Correlation and Redundancy of Time-Delay Interferometry Configurations
Gang Wang

TL;DR
This paper compares various Time-Delay Interferometry configurations for space-based gravitational wave detection, highlighting their correlations, frequency-dependent performance, and identifying the short-span PD4L scheme as particularly advantageous.
Contribution
It provides a comprehensive comparative analysis of second-generation TDI schemes, revealing their correlations and frequency-dependent behaviors, and proposes the short-span PD4L scheme as a promising design choice.
Findings
TDI configurations are highly correlated, indicating redundancy.
Performance differences among TDI schemes are significant mainly at high frequencies.
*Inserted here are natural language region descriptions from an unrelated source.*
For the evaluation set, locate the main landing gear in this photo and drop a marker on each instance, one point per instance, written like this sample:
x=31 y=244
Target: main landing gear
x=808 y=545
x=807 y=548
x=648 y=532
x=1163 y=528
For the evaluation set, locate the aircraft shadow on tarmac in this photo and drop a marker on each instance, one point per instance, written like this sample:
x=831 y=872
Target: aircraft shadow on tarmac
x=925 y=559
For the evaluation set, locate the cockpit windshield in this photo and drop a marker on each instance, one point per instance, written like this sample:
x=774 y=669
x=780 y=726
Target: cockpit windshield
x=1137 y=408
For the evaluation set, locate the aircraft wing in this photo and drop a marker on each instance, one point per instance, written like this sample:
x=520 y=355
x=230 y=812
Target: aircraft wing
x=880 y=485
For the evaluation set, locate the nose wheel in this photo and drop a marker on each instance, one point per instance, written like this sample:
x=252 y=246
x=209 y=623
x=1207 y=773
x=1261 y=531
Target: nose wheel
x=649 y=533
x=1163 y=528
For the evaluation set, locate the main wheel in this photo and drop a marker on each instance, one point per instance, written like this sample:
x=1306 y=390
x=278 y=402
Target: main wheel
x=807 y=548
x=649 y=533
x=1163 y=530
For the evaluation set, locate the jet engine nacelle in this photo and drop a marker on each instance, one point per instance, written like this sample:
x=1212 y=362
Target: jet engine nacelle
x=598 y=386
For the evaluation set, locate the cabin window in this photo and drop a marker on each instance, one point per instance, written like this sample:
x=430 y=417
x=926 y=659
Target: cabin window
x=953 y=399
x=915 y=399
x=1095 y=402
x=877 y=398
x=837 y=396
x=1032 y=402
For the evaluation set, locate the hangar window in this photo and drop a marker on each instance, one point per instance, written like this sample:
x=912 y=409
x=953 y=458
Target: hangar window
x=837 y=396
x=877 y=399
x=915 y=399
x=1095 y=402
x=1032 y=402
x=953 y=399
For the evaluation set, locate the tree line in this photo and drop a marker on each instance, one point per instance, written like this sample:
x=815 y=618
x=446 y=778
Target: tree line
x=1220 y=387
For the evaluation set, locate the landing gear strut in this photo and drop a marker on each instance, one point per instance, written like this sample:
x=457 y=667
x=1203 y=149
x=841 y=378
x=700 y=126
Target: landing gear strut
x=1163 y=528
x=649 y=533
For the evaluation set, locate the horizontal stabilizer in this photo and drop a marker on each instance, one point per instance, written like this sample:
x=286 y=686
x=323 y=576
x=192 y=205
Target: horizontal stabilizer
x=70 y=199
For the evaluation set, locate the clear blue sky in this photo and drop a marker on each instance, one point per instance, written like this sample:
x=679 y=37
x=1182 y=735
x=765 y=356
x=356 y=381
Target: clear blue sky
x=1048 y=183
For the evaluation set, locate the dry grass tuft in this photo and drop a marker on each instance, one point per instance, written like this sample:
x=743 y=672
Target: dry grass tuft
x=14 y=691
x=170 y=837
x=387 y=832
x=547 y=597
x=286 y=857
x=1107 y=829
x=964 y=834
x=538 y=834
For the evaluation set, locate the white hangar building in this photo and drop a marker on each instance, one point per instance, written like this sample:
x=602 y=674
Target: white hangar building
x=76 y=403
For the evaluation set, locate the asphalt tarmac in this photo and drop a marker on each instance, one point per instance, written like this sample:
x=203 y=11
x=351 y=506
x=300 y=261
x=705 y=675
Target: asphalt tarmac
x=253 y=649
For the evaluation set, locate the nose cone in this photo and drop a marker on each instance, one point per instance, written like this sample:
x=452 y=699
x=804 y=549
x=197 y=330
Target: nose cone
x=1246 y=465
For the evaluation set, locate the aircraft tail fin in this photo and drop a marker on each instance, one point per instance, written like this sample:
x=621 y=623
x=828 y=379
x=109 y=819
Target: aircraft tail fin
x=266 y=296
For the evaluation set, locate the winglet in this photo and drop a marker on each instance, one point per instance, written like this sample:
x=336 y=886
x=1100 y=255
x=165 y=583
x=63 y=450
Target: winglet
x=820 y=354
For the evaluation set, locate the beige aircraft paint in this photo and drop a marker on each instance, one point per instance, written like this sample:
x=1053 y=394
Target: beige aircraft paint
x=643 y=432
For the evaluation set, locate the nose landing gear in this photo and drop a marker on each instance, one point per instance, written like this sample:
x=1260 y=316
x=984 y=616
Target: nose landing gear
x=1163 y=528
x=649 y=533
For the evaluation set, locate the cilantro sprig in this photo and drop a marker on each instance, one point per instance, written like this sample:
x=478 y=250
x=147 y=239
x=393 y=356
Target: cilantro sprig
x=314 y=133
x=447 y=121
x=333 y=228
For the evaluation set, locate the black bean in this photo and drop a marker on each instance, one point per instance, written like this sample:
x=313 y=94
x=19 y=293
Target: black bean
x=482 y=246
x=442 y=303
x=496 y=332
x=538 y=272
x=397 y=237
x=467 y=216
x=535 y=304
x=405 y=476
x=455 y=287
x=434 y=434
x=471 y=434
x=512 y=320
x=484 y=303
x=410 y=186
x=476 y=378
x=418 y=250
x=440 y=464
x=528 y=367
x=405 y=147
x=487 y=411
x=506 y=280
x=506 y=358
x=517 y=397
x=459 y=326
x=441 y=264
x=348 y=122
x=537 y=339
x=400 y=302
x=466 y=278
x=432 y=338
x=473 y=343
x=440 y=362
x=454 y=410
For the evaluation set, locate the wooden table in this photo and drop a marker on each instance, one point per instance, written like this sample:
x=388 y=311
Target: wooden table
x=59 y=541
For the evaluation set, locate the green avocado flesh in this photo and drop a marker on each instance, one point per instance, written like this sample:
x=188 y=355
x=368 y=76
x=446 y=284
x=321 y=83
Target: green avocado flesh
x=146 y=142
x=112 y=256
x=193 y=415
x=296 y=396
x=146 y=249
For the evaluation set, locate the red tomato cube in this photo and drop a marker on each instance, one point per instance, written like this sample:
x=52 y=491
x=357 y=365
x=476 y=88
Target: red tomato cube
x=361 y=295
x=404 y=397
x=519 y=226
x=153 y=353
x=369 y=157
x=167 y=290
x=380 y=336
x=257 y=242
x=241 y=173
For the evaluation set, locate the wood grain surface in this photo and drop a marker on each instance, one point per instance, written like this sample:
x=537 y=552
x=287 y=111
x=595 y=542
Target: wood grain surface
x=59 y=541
The short-span PD4L scheme offers minimal nulls and better high-frequency performance.
Abstract
Time-Delay Interferometry (TDI) is essential for space-based gravitational wave (GW) missions, as it suppresses laser frequency noise and achieve the required sensitivity. Beyond the standard Michelson configuration, a variety of second-generation TDI schemes have been proposed, each utilizing different combinations of inter-spacecraft laser links. In this work, we conduct a comparative study of several representative TDI configurations with varying time spans and demonstrate that their (quasi-)orthogonal channels are highly correlated, indicating substantial redundancy among these schemes. In the low-frequency regime, the performance of different TDI configurations are nearly identical. Their distinctions emerge primarily at high frequencies, where the GW wavelength becomes comparable to the arm length. In this regime, shorter TDI time spans with minimal null frequencies facilitate…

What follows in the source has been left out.